Could you please tell me in what cases should I use rdd.cache() and rdd.broadcast() methods?
Let's take an example -- say suppose you have an employee_salary data that contains department and salary of every employee. Now say the task is to find the fraction of average departmental salary for each employee. (If for employee e1 his dept is d1, we need to find e1.salary/average(all salaries in d1)).
Now one way to do this is -- you first read the data into an rdd -- say rdd1. And then do two things one after the other*-
First, calculate the department wise salary average using the rdd1*. You will eventually have the department average salaries result -- basically a map object containing of deptId vs average -- on the driver.

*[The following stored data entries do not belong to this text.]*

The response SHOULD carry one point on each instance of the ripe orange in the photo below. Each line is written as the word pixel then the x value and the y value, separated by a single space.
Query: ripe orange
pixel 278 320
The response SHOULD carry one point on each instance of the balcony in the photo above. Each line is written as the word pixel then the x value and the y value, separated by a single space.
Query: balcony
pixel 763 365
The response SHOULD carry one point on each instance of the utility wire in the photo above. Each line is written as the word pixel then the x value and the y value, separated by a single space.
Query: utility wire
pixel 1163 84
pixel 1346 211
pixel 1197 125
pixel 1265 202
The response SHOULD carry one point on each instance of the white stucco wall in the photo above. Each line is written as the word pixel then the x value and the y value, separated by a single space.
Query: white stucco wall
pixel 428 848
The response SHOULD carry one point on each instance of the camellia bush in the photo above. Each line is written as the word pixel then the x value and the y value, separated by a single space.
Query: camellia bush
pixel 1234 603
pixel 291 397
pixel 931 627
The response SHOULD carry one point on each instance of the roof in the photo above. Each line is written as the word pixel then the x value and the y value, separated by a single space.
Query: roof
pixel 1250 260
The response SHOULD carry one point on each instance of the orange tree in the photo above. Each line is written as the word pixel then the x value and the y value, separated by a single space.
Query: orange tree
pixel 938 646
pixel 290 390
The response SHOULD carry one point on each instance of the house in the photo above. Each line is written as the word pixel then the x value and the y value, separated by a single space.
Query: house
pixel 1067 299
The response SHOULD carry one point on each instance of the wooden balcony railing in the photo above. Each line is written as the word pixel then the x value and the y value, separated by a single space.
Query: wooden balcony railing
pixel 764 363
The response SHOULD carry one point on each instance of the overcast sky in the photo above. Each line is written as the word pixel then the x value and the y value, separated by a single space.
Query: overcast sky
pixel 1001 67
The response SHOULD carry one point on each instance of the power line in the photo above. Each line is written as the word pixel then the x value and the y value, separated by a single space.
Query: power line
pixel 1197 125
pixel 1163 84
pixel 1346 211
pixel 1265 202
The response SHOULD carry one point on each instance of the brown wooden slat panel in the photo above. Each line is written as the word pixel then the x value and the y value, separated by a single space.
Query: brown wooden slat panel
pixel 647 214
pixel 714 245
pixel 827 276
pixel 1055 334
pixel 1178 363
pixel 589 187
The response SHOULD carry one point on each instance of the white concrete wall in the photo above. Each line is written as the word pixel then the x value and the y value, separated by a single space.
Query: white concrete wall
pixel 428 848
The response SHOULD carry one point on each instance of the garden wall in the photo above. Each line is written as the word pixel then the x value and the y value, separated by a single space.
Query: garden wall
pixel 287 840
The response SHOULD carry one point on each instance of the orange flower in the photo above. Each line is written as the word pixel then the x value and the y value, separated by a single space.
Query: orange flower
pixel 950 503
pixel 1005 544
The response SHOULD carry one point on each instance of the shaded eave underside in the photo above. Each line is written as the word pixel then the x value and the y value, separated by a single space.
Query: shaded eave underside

Second, you will need to use this result to divide the salary for each employee by their respective department's average salary. Remember that on each worker there can be employees from any department, so you will need to have access to the department wise average salary result on each worker. How to do this? Well, you can just send the average salary map you got on the driver to each worker in a broadcast and it can then be used in calculating the salary fractions for every "row" in the rdd1.
What about the caching an RDD? Remember that from the initial rdd1, there are two branches of computations -- one for calculating dept wise average and another of applying these averages on each employee in the rdd. Now, if you do not cache the rdd1, then for the second task above you may need to go back to disk again to read and recompute it because spark may have evicted this rdd from memory by the time you reach this point. But since we know that we will be using the same rdd we can ask Spark to keep it in memory the first time itself. Then next time we need to apply some transformations on it, we already have it in memory.
*We can use dept based partitioning so you can avoid the broadcast but for the purpose of illustration, let's say we do not.